Then he found some old pictures. On slides. From way back. And I caught him lookin at ‘em, standin at the window and the rainy day light to see ‘em by, and he held ‘em one at a time, between the pinch of finger and thumb, and up to the light, his eyes narrowed so as he could see.
His face then, all soft and smilin. You hadda see it. I say it, you hadda see it. And I asked him what he was lookin at and he passed one to me. It’s a different ways to see pictures. Now they’s on computer screens and we don’t takes the time, and even if we does we’s hurries through ‘em. But standin in front of the bedroom window, the slide lifted to the light and it’s like lookin at the sun or the moon and I lingered over that lookin.

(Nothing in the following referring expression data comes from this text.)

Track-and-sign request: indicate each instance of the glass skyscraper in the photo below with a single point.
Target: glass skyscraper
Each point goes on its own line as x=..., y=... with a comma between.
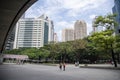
x=116, y=10
x=33, y=32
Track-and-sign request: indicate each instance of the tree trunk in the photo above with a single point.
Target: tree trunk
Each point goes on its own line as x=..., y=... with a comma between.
x=113, y=56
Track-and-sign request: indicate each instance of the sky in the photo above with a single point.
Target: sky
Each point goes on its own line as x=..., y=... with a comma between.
x=64, y=13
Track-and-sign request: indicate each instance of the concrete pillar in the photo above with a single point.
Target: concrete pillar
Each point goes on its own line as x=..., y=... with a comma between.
x=1, y=58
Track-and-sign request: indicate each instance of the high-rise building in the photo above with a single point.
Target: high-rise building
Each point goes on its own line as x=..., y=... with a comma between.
x=98, y=28
x=67, y=35
x=10, y=41
x=80, y=29
x=116, y=10
x=33, y=32
x=55, y=38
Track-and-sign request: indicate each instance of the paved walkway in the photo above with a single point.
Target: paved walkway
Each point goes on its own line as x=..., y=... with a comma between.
x=102, y=66
x=43, y=72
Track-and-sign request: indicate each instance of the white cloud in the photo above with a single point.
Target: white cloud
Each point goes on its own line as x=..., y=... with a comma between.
x=92, y=16
x=65, y=12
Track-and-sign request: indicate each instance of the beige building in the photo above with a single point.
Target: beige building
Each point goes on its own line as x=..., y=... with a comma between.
x=80, y=29
x=67, y=35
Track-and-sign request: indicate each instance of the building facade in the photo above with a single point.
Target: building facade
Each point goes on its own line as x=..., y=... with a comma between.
x=33, y=32
x=67, y=35
x=10, y=42
x=116, y=10
x=98, y=28
x=55, y=38
x=80, y=29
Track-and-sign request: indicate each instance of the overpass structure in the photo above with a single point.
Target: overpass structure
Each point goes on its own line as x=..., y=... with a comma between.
x=10, y=12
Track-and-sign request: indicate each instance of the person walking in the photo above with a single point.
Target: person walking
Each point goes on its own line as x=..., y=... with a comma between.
x=64, y=66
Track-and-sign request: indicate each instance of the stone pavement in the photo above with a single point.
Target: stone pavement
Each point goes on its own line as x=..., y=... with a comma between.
x=45, y=72
x=100, y=66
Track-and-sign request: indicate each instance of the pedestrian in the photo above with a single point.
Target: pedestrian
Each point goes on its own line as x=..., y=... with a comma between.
x=60, y=66
x=64, y=66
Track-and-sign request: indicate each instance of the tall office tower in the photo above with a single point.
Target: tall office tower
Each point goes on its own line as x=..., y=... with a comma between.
x=33, y=32
x=67, y=35
x=10, y=41
x=55, y=38
x=116, y=10
x=80, y=29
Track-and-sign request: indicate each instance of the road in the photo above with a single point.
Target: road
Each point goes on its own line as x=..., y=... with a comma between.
x=43, y=72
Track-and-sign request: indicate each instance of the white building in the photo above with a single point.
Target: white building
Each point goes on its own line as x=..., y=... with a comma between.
x=55, y=38
x=67, y=35
x=80, y=29
x=33, y=32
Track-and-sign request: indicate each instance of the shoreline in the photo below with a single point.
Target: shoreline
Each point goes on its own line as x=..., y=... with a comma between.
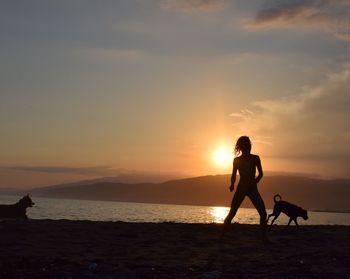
x=47, y=248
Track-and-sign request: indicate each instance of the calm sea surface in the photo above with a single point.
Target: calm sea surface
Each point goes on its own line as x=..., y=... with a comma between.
x=46, y=208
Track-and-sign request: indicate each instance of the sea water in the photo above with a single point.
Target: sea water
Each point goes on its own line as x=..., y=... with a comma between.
x=50, y=208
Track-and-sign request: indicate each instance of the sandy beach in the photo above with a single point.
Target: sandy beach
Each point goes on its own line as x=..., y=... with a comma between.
x=86, y=249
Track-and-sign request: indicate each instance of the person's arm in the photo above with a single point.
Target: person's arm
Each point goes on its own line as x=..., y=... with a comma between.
x=260, y=172
x=233, y=176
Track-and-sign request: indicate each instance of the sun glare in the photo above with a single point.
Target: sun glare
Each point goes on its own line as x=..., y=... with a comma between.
x=223, y=156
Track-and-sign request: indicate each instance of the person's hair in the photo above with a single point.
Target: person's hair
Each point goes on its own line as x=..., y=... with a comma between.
x=243, y=145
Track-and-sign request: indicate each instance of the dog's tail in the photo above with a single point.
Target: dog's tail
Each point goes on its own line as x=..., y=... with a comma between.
x=277, y=198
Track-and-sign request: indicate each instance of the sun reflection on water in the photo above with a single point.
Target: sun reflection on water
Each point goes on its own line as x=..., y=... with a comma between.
x=218, y=213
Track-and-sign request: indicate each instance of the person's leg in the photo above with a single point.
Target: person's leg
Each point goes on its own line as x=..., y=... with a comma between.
x=236, y=202
x=260, y=206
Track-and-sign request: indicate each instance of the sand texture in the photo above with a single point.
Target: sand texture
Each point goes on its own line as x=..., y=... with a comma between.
x=85, y=249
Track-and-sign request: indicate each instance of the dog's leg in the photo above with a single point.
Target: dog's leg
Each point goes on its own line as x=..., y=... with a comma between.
x=268, y=218
x=290, y=221
x=274, y=219
x=296, y=223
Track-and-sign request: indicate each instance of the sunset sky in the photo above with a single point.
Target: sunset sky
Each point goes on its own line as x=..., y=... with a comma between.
x=98, y=88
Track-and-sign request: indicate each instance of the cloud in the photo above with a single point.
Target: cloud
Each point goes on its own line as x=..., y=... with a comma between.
x=313, y=124
x=112, y=55
x=99, y=170
x=192, y=6
x=331, y=16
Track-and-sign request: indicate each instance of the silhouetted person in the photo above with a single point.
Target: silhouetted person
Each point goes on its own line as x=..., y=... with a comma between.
x=246, y=164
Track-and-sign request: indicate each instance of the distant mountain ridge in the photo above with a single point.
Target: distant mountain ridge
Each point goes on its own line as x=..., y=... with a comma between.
x=310, y=193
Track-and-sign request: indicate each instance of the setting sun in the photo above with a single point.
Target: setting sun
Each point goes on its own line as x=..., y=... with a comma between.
x=223, y=156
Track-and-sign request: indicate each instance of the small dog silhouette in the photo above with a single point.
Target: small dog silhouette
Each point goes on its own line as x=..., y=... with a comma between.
x=17, y=210
x=291, y=210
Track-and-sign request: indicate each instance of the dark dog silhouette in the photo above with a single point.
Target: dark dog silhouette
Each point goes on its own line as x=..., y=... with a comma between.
x=291, y=210
x=17, y=210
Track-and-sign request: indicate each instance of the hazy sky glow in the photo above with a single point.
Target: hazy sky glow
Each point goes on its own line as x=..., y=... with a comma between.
x=92, y=88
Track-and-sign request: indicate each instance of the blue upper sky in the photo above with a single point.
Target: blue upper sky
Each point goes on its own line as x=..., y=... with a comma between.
x=88, y=87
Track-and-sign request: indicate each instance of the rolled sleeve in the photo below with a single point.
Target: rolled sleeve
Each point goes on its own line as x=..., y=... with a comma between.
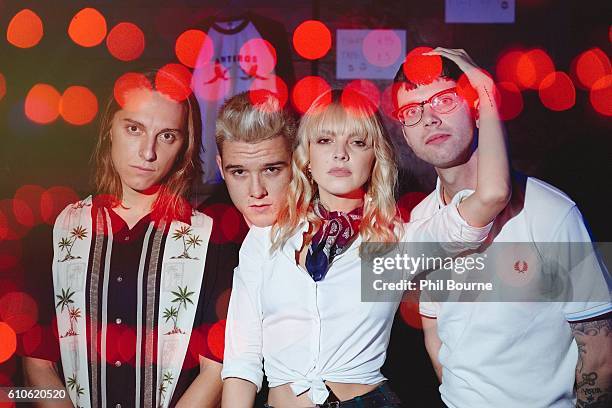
x=449, y=227
x=243, y=333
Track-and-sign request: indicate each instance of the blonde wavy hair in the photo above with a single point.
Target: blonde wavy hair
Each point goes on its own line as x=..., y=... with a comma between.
x=171, y=202
x=342, y=112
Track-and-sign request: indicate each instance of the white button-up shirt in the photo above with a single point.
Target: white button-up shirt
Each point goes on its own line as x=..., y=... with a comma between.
x=309, y=332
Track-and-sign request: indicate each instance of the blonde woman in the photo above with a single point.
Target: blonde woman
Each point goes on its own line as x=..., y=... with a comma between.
x=296, y=300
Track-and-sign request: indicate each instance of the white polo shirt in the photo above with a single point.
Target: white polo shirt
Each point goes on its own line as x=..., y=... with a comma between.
x=308, y=332
x=515, y=354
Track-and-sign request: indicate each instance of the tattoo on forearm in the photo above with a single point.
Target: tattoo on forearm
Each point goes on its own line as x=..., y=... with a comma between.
x=593, y=388
x=488, y=96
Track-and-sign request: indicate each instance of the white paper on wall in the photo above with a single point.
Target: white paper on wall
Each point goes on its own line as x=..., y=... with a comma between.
x=369, y=54
x=479, y=11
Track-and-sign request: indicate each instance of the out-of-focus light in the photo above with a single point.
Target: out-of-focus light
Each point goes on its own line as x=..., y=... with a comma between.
x=31, y=339
x=125, y=41
x=306, y=90
x=532, y=67
x=8, y=342
x=30, y=194
x=78, y=105
x=23, y=213
x=42, y=104
x=2, y=86
x=194, y=48
x=54, y=200
x=19, y=310
x=382, y=48
x=366, y=88
x=273, y=84
x=601, y=95
x=312, y=39
x=590, y=66
x=257, y=58
x=507, y=66
x=510, y=100
x=25, y=29
x=216, y=339
x=87, y=28
x=127, y=82
x=422, y=69
x=557, y=91
x=174, y=80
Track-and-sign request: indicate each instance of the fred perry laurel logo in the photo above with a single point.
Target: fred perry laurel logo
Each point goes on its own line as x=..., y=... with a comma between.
x=521, y=266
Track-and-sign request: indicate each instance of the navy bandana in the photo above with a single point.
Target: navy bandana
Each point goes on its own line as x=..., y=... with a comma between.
x=333, y=237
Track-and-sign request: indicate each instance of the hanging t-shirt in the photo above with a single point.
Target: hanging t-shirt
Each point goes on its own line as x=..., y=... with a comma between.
x=235, y=58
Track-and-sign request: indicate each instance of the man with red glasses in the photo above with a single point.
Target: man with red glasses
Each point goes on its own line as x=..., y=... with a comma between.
x=504, y=354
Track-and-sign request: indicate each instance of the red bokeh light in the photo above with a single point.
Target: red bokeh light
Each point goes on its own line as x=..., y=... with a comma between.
x=257, y=58
x=25, y=29
x=23, y=213
x=382, y=48
x=174, y=80
x=601, y=95
x=87, y=28
x=273, y=84
x=78, y=105
x=128, y=82
x=42, y=104
x=125, y=41
x=532, y=67
x=306, y=90
x=2, y=86
x=31, y=339
x=410, y=314
x=510, y=100
x=366, y=88
x=31, y=194
x=590, y=66
x=19, y=310
x=507, y=64
x=216, y=339
x=557, y=91
x=8, y=342
x=193, y=48
x=422, y=69
x=312, y=39
x=54, y=200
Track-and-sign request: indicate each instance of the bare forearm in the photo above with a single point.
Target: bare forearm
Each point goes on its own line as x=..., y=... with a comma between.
x=205, y=390
x=43, y=374
x=594, y=368
x=493, y=186
x=238, y=393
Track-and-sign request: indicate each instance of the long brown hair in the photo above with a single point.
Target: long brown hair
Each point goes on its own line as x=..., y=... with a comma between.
x=171, y=202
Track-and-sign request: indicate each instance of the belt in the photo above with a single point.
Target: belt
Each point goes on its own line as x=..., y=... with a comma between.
x=381, y=396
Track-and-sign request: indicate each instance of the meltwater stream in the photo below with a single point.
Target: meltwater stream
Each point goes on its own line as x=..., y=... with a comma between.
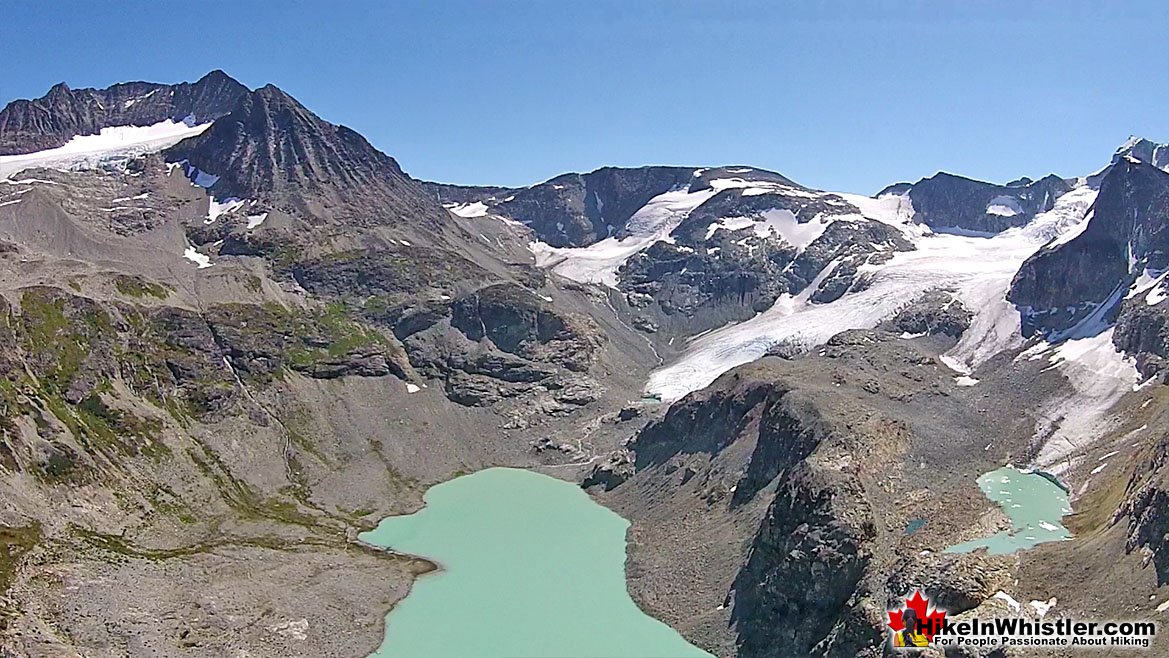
x=531, y=567
x=1035, y=504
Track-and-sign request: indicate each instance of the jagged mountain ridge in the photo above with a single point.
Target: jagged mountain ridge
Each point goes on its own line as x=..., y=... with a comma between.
x=270, y=147
x=63, y=113
x=290, y=373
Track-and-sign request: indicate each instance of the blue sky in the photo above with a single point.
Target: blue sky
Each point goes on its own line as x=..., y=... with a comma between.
x=841, y=96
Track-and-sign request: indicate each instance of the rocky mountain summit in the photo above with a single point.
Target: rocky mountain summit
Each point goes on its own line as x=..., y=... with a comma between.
x=63, y=113
x=227, y=351
x=952, y=202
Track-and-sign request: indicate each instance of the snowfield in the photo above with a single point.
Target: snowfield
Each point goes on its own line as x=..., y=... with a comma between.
x=88, y=151
x=977, y=269
x=600, y=262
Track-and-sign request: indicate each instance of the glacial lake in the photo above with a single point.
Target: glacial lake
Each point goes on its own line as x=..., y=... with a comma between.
x=1035, y=505
x=531, y=567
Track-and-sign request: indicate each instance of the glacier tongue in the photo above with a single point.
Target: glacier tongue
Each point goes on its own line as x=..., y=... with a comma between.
x=600, y=262
x=88, y=151
x=977, y=269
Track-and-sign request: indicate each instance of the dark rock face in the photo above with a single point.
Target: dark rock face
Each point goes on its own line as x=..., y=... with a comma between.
x=1143, y=331
x=938, y=312
x=579, y=209
x=62, y=113
x=1146, y=508
x=271, y=149
x=803, y=206
x=375, y=272
x=737, y=274
x=804, y=567
x=949, y=201
x=1060, y=285
x=457, y=194
x=519, y=323
x=1148, y=152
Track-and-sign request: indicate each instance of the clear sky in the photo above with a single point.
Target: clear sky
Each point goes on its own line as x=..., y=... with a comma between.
x=845, y=96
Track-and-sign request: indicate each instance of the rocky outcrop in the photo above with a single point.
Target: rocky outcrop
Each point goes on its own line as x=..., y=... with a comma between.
x=1145, y=151
x=63, y=113
x=955, y=202
x=462, y=194
x=385, y=274
x=1066, y=282
x=579, y=209
x=518, y=321
x=938, y=312
x=271, y=150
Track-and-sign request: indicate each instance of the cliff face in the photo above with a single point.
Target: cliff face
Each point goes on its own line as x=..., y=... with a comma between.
x=782, y=493
x=62, y=113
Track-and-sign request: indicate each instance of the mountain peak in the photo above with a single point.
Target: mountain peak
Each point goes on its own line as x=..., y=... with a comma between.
x=271, y=149
x=1143, y=150
x=62, y=113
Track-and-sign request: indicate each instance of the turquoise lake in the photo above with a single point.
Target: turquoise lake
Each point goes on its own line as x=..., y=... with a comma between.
x=531, y=568
x=1035, y=505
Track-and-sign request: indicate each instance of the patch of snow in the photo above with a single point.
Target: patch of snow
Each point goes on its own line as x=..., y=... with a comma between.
x=977, y=269
x=216, y=208
x=1043, y=607
x=143, y=195
x=201, y=178
x=297, y=629
x=198, y=258
x=1099, y=376
x=776, y=221
x=476, y=209
x=1010, y=600
x=600, y=262
x=88, y=151
x=1004, y=206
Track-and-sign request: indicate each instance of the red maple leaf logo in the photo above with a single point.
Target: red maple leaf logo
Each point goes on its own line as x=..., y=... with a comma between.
x=931, y=618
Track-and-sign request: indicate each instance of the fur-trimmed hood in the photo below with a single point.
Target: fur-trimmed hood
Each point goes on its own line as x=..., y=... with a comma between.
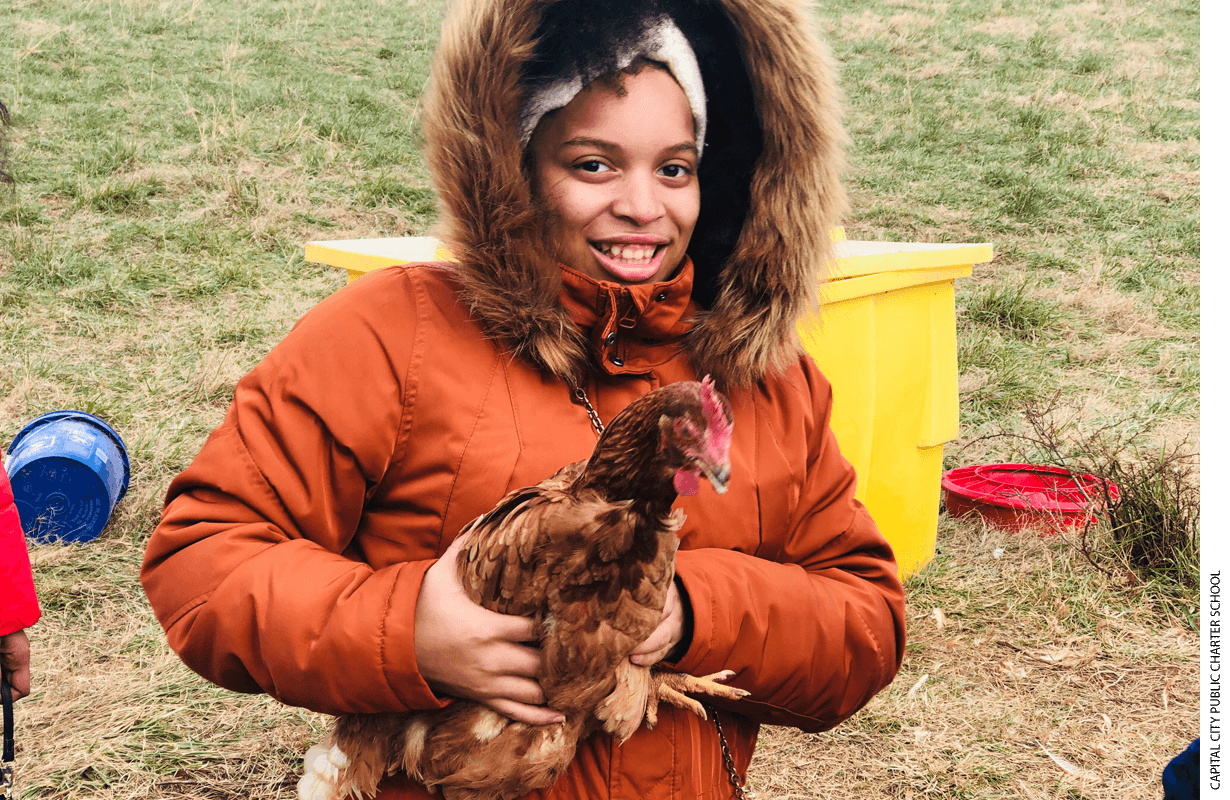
x=769, y=181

It was a picture of me and Jim and one of the kids when they was just born and Jim lookin like the cat what’s got the cream and his arms around me and I’d forgot it could be like that with him. And he’d forgot too, cos there in the bedroom he puts his arm across my shoulders and he whispers in my ear and he says, all soft and tears catchin in his voice, how he wished he could have it all to do over.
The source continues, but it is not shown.